From Claustrophobic To Cool: Transform An Old, Brick Fronted Bar Into An Inviting, Glass-Fronted Watering Hole
If you have purchased an old bar in a cool and transforming neighborhood, then you have a big opportunity. You have an established presence, a great interior space to work with, and maybe even a big, walnut bar. However, it's probably a good idea to transform the old facade if it's the sort of solid brick face intimidating look that is common with old neighborhood bars. Many of these bars were the type to have either a single small window or no window at all. If you want to turn it into a hip space where people can hang out, have a good time, and not feel like they are in a dark and claustrophobic bar, then you should definitely open it up. Here are some ideas.
Irish Bar?

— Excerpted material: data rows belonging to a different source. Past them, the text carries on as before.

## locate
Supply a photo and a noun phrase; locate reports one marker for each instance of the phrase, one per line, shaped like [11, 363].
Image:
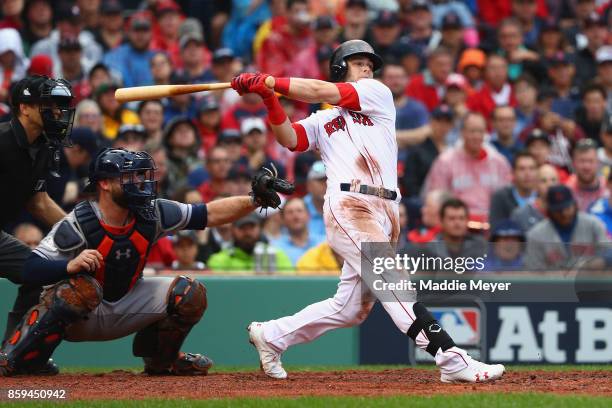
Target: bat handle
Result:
[270, 82]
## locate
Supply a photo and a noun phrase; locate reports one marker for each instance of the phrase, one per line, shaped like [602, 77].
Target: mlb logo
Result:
[462, 323]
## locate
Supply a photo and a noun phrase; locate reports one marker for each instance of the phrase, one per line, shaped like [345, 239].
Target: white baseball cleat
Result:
[269, 358]
[475, 372]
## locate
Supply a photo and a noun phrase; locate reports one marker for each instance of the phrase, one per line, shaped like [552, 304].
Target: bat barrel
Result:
[146, 93]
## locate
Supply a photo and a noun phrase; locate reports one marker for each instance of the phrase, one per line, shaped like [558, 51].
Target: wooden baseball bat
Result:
[145, 93]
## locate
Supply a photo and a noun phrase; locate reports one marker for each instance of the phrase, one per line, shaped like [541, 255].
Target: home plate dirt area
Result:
[122, 384]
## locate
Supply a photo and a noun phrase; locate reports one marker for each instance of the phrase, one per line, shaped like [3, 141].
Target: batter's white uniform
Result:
[357, 144]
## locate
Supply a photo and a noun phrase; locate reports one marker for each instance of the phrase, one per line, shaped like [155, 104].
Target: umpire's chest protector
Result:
[124, 249]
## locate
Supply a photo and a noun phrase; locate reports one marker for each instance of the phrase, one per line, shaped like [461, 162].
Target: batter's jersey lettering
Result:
[356, 138]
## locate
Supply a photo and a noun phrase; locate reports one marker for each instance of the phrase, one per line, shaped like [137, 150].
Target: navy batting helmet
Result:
[337, 63]
[136, 173]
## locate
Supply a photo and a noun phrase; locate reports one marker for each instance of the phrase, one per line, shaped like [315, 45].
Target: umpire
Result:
[29, 146]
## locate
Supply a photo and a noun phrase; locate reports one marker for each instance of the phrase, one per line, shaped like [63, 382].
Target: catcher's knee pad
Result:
[43, 327]
[438, 337]
[160, 342]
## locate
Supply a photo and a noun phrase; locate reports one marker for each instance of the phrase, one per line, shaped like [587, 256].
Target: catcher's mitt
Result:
[266, 185]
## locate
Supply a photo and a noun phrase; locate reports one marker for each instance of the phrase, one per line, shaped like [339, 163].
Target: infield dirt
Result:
[128, 385]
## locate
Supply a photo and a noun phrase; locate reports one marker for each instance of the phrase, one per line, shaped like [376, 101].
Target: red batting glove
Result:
[252, 83]
[257, 85]
[239, 83]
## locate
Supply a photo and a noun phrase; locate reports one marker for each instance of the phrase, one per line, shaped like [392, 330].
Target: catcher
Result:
[92, 262]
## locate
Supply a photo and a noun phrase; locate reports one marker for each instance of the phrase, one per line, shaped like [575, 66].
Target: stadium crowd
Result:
[504, 117]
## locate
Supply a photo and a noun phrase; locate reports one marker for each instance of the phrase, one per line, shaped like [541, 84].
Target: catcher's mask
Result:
[136, 174]
[54, 98]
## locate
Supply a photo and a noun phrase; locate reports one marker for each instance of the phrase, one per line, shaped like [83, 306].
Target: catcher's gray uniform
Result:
[145, 300]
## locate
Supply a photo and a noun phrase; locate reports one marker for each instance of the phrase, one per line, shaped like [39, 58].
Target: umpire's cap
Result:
[27, 90]
[337, 64]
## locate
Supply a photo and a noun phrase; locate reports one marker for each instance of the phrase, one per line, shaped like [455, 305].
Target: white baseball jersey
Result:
[356, 138]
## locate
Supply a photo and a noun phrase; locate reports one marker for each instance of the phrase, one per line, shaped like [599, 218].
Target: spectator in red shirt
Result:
[248, 106]
[430, 86]
[254, 137]
[196, 58]
[38, 22]
[306, 64]
[471, 66]
[109, 33]
[166, 37]
[563, 133]
[231, 140]
[218, 165]
[208, 120]
[11, 11]
[470, 172]
[430, 218]
[71, 69]
[526, 11]
[496, 91]
[386, 30]
[282, 45]
[586, 184]
[151, 114]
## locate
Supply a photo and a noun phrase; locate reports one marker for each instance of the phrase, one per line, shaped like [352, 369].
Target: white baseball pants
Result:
[352, 218]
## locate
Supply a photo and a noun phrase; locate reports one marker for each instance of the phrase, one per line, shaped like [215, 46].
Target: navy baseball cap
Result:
[560, 58]
[535, 135]
[442, 112]
[607, 126]
[386, 18]
[559, 197]
[230, 136]
[324, 23]
[505, 229]
[69, 44]
[451, 21]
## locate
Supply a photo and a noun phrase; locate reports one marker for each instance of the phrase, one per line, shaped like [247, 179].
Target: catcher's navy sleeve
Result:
[40, 271]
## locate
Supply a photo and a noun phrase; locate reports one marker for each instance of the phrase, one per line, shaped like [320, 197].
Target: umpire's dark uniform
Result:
[24, 169]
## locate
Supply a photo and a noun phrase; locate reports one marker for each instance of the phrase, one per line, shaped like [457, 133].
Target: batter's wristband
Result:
[281, 85]
[276, 113]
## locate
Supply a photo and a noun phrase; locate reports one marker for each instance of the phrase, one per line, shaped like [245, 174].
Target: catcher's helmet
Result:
[54, 97]
[136, 173]
[337, 63]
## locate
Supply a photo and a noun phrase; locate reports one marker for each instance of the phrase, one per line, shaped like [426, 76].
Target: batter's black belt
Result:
[371, 190]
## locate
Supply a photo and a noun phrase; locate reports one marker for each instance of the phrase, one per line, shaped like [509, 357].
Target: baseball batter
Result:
[357, 143]
[92, 262]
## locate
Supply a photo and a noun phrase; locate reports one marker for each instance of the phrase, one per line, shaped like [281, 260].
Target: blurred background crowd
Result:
[503, 117]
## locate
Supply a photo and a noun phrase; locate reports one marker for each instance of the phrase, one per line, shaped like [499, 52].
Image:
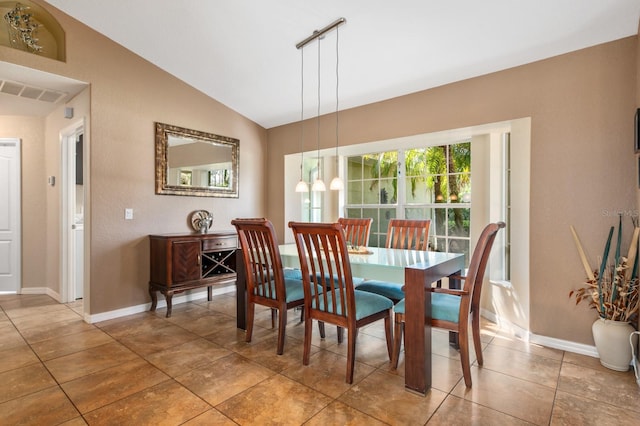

Incorporate That Into A Dark Wood and Glass Front
If the bar is an Irish bar and you've made an agreement with the prior owner to keep the name, then you might want to take advantage of the Irish theme and transform the front into a classic wood and glass front, as you will see all over Dublin and Galway, not to mention Boston, NYC, and Chicago. The wood should be dark (dark blacks or deep mahogany colors) and the windows need to be large. The windows should be large enough so that the people inside can see out, and vice versa. Also, consider having the bar's name stenciled in gold lettering on a large wood plaque that will hang above the entrance.
Modern Look For A New Clientele
If you are not going for the Irish bar look and would prefer something a bit more modern, then consider a huge glass front. This is popular with modern lounge style bars, where part of the thrill is in being seen. People heading to these types of bars don't want a big brick facade that they can disappear behind. The support beams can be made ultra thin, with only a few steel beams spread across the glass. Or, if you are looking to retain some of the vibe of the old place to help tie your new bar in with the old neighborhood, you could have the construction crew surround the thin steel support beams with brick. You could even have them salvage the old brick and use it. The steel would support and hold the huge glass front, but the brick would give the place a nice look. You can choose a lightly tinted glass so that it remains a bit dark inside during the early afternoon, but it's not totally obscured and dark at night. You want passersby to see the interior; it will help create an open and larger feel to the place.